The plates of the capacitor have the following area:  A = 1.50 m²

The capacitor plates are separated by the following distance:

  $\begin{array}{rcl}\mathbf{d}& \mathbf{=}& \mathbf{(}\mathbf{0}\mathbf{.}\mathbf{0200}\mathbf{ }\mathbf{mm}\mathbf{)}\left(\frac{1 m}{1000 \mathrm{mm}}\right)\\ & \mathbf{=}& \mathbf{2}\mathbf{.}\mathbf{00}\mathbf{\times }{\mathbf{10}}^{\mathbf{-}\mathbf{5}}\mathbf{ }\mathbf{m}\\ & & \end{array}$

Neoprene rubber has a dielectric constant of:  k = 6.7

Across the capacitor, the potential difference is:  $\mathrm{\Delta V}=9.00 \mathrm{V}$

A device that is capable of storing energy in the form of electric field is called as capacitor and its ability to store energy is called capacitance.

Any pair of conductors separated by an insulating substance is referred to as a capacitor. When the capacitor is charged, the two conductors have charges of equal magnitude Q and opposite sign, and the positively charged conductor's potential $\mathrm{\Delta V}$ with respect to the negatively charged conductor is proportional to Q The ratio of Q to $\mathrm{\Delta V}$  determines the capacitance C.

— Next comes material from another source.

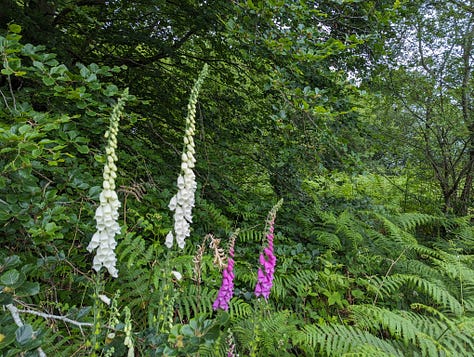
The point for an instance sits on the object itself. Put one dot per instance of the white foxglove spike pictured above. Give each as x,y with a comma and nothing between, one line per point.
106,215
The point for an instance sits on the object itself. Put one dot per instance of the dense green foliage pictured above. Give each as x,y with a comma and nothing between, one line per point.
356,113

$\mathbf{C}\mathbf{=}\frac{\mathbf{Q}}{\mathbf{\Delta V}}$

The parallel plate capacitor's capacitance is  $\mathbf{C}\mathbf{=}\mathbf{k}\frac{{\mathbf{\epsilon }}_{\mathbf{0}}\mathbf{A}}{\mathbf{d}}$

where A is the area of each plate,  d is the distance between them, and ${\mathrm{\epsilon }}_{\text{0}}$ is the vacuum permittivity-

 $\begin{array}{rcl}{\mathbf{\epsilon }}_{\mathbf{0}}& \mathbf{=}& \frac{\mathbf{1}}{\mathbf{4}\mathbf{\pi k}}\\ & \mathbf{=}& \mathbf{8.854}\mathbf{\times }{\mathbf{10}}^{\mathbf{ -\; 12}}\mathbf{ }{\mathbf{C}}^{\mathbf{2}}\mathbf{/}\left(N·m^2\right)\\ & & \end{array}$

If the plates are separated by vacuum, k = 1; otherwise, the dielectric constant of the dielectric is  k>1. 

a)

Equation is used to calculate the parallel plate capacitor's capacitance.

 $\mathbf{C}\mathbf{=}\mathbf{k}\frac{{\mathbf{\epsilon }}_{\mathbf{0}}\mathbf{A}}{\mathbf{d}}$

Substitute the values of k, ${\mathrm{\epsilon }}_{\mathrm{o}}$, A and d 

 $\begin{array}{rcl}\mathbf{C}& \mathbf{=}& \mathbf{(}\mathbf{6}\mathbf{.}\mathbf{7}\mathbf{)}\left[8.854\times {10}^{-12} C^2/\left(N·m^2\right)\right]\frac{\mathbf{1}\mathbf{.}\mathbf{50}\mathbf{ }{\mathbf{m}}^{\mathbf{2}}}{\mathbf{0}\mathbf{.}\mathbf{0200}\mathbf{\times }{\mathbf{10}}^{\mathbf{-}\mathbf{3}}\mathbf{ }\mathbf{m}}\\ & \mathbf{=}& \mathbf{4}\mathbf{.}\mathbf{4}\mathbf{\times }{\mathbf{10}}^{\mathbf{-}\mathbf{6}}\mathbf{ }\mathbf{F}\\ & \mathbf{=}& \left(4.4\times {10}^{-6} F\right)\left(\frac{{10}^6 \mathrm{\mu F}}{1 F}\right)\\ & \mathbf{=}& \mathbf{4}\mathbf{.}\mathbf{4}\mathbf{ }\mathbf{\mu F}\end{array}$

Therefore, the parallel plate capacitor's capacitance is   $4.4 \mu F$

b)

The capacitor holds the following charge:  $\mathrm{Q}=\mathrm{C}\times \mathrm{\Delta V}$

Substitute the values of C and $\mathrm{\Delta V}$:

 $\begin{array}{rcl}\mathbf{Q}& \mathbf{=}& \left(4.4\times {10}^{-6} F\right)\mathbf{(}\mathbf{9}\mathbf{.}\mathbf{00}\mathbf{ }\mathbf{V}\mathbf{)}\\ & \mathbf{=}& \mathbf{4}\mathbf{.}\mathbf{0}\mathbf{\times }{\mathbf{10}}^{\mathbf{-}\mathbf{5}}\mathbf{ }\mathbf{C}\end{array}$

Therefore, the capacitor's capacitance is \({\rm{4}}{\rm{.0 \times 1}}{{\rm{0}}^{{\rm{ - 5}}}}{\rm{C}}{\rm{.}}\) .